D.   Lie-tzeu était réduit à la misère noire, et les souffrances de la faim se lisaient sur son visage. Un visiteur parla de lui à Tzeu-yang, ministre de la principauté Tcheng, en ces termes : Lie-uk’eou est un lettré versé dans la science du Principe. Sa misère fera dire du prince de Tcheng qu’il ne prend pas soin des lettrés. — Piqué par cette observation, Tzeu-yang fit immédiatement donner ordre à l’officier de son district, d’envoyer du grain à Lie-tzeu. Quand l’envoyé de l’officier se présenta chez lui, Lie-tzeu le salua très civilement, mais refusa le don. Après son départ, la femme de Lie-tzeu, se frappant la poitrine de douleur, lui dit : La femme et les enfants d’un Sage devraient vivre à l’aise et heureux. Jusqu’ici nous avons souffert de la faim, parce que le prince nous a oubliés.
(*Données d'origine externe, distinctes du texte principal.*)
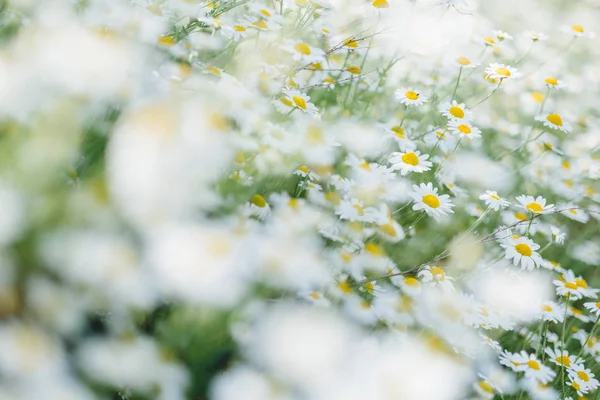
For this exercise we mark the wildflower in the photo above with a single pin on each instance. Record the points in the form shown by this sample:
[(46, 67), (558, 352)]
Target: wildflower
[(554, 121), (410, 97), (553, 83), (494, 201), (426, 198), (561, 357), (455, 111), (466, 63), (534, 205), (522, 251), (535, 36), (501, 71), (593, 307), (410, 162), (464, 129)]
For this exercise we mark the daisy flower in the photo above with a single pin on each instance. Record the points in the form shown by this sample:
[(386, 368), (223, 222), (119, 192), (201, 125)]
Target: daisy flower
[(575, 213), (593, 307), (436, 276), (258, 207), (553, 83), (494, 201), (293, 100), (578, 31), (411, 97), (464, 128), (553, 312), (554, 121), (535, 36), (561, 357), (534, 369), (466, 63), (522, 251), (534, 205), (579, 371), (455, 111), (426, 198), (410, 162), (501, 71), (304, 52)]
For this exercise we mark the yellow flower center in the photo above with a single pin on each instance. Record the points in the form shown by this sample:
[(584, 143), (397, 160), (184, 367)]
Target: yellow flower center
[(345, 287), (398, 131), (486, 387), (520, 216), (457, 112), (554, 119), (374, 249), (359, 210), (410, 281), (259, 201), (583, 376), (302, 48), (410, 158), (537, 96), (350, 42), (503, 72), (577, 28), (466, 129), (534, 207), (524, 249), (533, 365), (431, 200), (412, 95), (438, 272), (564, 360), (388, 229), (300, 102), (571, 285), (380, 4)]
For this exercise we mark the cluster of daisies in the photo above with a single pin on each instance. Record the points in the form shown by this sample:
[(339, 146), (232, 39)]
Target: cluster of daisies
[(299, 199)]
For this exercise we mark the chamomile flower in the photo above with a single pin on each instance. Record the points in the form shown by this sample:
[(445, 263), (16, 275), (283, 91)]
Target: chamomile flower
[(466, 63), (304, 52), (411, 97), (554, 121), (494, 201), (561, 357), (455, 111), (426, 198), (553, 83), (553, 312), (501, 71), (534, 369), (410, 162), (523, 251), (258, 207), (579, 31), (464, 129), (593, 307), (534, 205), (295, 100), (535, 36)]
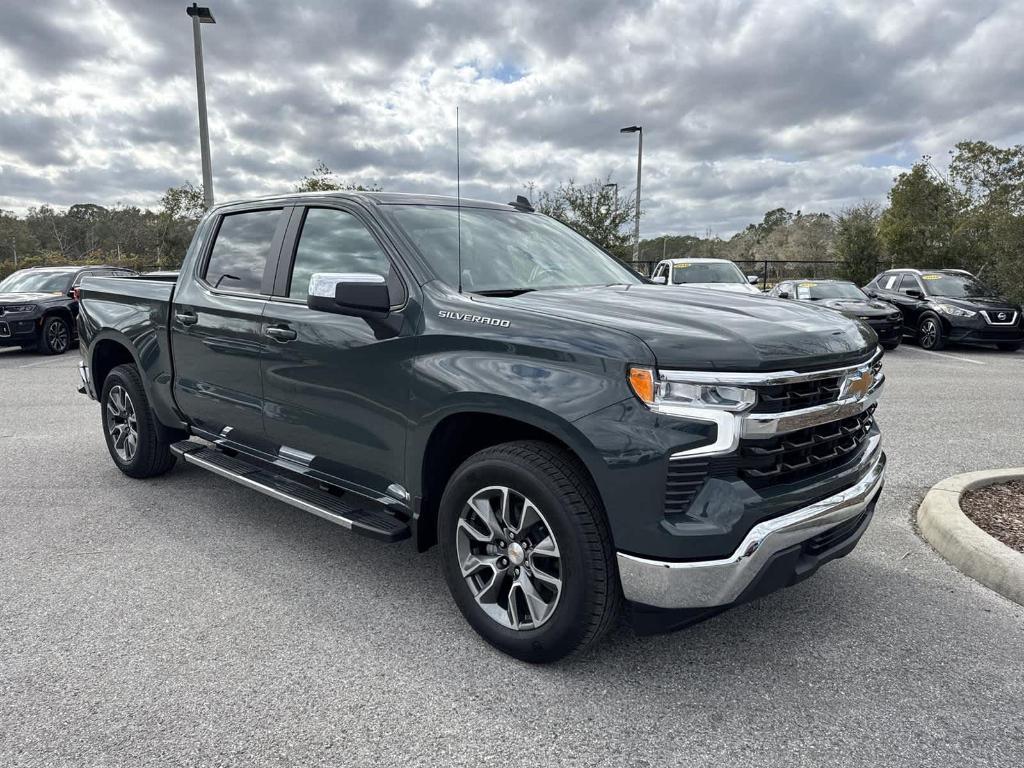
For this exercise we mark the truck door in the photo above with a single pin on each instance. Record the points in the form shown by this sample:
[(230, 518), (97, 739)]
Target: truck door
[(336, 386), (215, 326)]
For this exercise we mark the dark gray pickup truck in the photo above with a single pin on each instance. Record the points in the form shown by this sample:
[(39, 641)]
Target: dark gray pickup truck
[(481, 377)]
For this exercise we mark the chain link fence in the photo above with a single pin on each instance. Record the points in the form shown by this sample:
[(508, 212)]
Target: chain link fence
[(771, 271)]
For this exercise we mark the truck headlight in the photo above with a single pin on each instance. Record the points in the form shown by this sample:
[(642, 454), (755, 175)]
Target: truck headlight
[(954, 311), (660, 391)]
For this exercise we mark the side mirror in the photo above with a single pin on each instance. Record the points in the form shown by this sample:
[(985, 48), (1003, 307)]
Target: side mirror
[(354, 294)]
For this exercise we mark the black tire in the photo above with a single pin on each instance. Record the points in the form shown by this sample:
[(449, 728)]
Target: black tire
[(590, 599), (54, 336), (930, 333), (152, 454)]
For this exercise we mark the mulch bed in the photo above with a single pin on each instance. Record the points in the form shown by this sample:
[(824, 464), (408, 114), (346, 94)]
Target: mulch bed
[(998, 510)]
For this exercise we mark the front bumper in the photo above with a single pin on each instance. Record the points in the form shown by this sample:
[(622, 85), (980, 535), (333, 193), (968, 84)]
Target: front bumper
[(709, 585), (16, 330), (984, 328), (86, 377)]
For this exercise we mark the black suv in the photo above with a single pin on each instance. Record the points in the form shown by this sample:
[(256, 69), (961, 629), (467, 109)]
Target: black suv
[(949, 305), (38, 305), (845, 297)]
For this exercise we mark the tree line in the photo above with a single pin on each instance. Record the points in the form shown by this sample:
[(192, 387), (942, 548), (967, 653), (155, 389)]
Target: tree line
[(971, 217)]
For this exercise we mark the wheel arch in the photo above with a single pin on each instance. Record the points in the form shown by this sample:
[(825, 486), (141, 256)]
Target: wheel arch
[(459, 432), (111, 349)]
Or voici que, se souvenant de nous, il nous a envoyé de quoi manger. Et vous l’avez refusé ! N’avez vous pas agi contre le destin ? — Non, dit Lie-tzeu en riant, je n’ai pas agi contre le destin, car ce n’est pas le prince qui nous a envoyé ce grain. Quelqu’un a parlé favorablement de moi au ministre, lequel a envoyé ce grain ; si ce quelqu’un avait parlé de moi défavorablement, Il aurait envoyé ses sbires, tout aussi bêtement. Hasard et non destin, voilà pourquoi j’ai refusé.

  1. Légende. Le marquis ayant guéri un serpent blessé, le serpent lui apporta une perle inestimable.